Lest you simply see this as an opportunity to finger point, the truth is we all tend towards one end of this spectrum or the other. Perhaps if we are confused we even swing between the two. In this era of partisanship in the Church and Society, the message below is vital for us all to hear and obey.

You and I may not be a watchblogger or troll but perhaps we are just a bit too abrasive in our communication. The secret to becoming more winsome? According to Stott it is simply to learn to be more loving.

But love taken to an extreme jettisons the truth as rapidly as sailors leaving a sinking ship. If the motive is simply to be kind and to not offend, the risk is that we become weak, soft, and simply don’t believe anything any more.

Just in case you still think these tendencies are new, Stott brilliantly shows us their solution in his study of Ephesians 4:15 in which we are told to speak the truth in love.

Perhaps this is one of the most important verses for the modern Christian to learn from whichever side of the fence they tend towards.
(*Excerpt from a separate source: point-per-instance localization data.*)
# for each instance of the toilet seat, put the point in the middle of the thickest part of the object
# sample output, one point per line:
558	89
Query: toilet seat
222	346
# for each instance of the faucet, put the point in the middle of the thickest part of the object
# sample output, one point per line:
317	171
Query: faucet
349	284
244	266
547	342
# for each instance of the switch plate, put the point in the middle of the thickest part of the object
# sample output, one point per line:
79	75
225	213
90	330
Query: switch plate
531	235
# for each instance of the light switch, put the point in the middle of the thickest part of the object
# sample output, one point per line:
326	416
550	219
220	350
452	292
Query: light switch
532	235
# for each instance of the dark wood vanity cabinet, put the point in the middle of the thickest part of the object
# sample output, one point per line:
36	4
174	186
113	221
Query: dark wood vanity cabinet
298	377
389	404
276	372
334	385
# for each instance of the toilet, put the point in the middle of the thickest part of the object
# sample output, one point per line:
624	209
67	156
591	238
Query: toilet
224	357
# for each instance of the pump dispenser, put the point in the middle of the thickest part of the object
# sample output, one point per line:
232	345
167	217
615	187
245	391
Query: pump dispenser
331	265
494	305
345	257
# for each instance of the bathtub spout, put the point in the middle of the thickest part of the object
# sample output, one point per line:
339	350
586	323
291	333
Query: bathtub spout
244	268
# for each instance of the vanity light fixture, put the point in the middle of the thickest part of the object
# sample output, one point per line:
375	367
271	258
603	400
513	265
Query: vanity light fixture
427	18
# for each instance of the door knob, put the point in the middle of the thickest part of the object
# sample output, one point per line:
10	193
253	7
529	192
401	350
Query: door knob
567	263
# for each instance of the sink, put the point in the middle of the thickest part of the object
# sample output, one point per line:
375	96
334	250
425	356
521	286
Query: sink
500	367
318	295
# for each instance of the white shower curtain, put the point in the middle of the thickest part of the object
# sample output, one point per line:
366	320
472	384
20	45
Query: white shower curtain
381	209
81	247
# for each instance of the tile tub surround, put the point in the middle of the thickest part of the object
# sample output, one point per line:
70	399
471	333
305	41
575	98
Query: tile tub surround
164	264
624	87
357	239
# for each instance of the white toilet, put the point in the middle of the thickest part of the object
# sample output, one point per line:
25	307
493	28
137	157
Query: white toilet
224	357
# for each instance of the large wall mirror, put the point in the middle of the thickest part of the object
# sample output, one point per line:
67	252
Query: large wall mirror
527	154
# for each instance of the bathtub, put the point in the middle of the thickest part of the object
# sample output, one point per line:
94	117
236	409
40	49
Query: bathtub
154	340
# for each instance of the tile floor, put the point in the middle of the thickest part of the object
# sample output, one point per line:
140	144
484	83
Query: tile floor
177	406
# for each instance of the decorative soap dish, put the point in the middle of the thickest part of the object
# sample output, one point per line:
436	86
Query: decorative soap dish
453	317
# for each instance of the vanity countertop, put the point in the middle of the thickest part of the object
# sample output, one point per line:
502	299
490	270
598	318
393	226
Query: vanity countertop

Thank God there are those in the contemporary church who are determined at all costs to defend and uphold God’s revealed truth. But sometimes they are conspicuously lacking in love. When they think they smell heresy, their nose begins to twitch, their muscles ripple, and the light of battle enters their eye. They seem to enjoy nothing more than a fight. Others make the opposite mistake. They are determined at all costs to maintain and exhibit brotherly love, but in order to do so are prepared even to sacrifice the central truths of revelation. Both these tendencies are unbalanced and unbiblical. Truth becomes hard if it is not softened by love; love becomes soft if it is not strengthened by truth. The apostle calls us to hold the two together, which should not be difficult for Spirit-filled believers, since the Holy Spirit is himself ‘the Spirit of truth’, and his firstfruit is ‘love’. There is no other route than this to a fully mature Christian unity.
John Stott, Message of Ephesians, p172

Footnote: Thanks to Tim Challies for tweeting part of this quote and letting me know where it came from.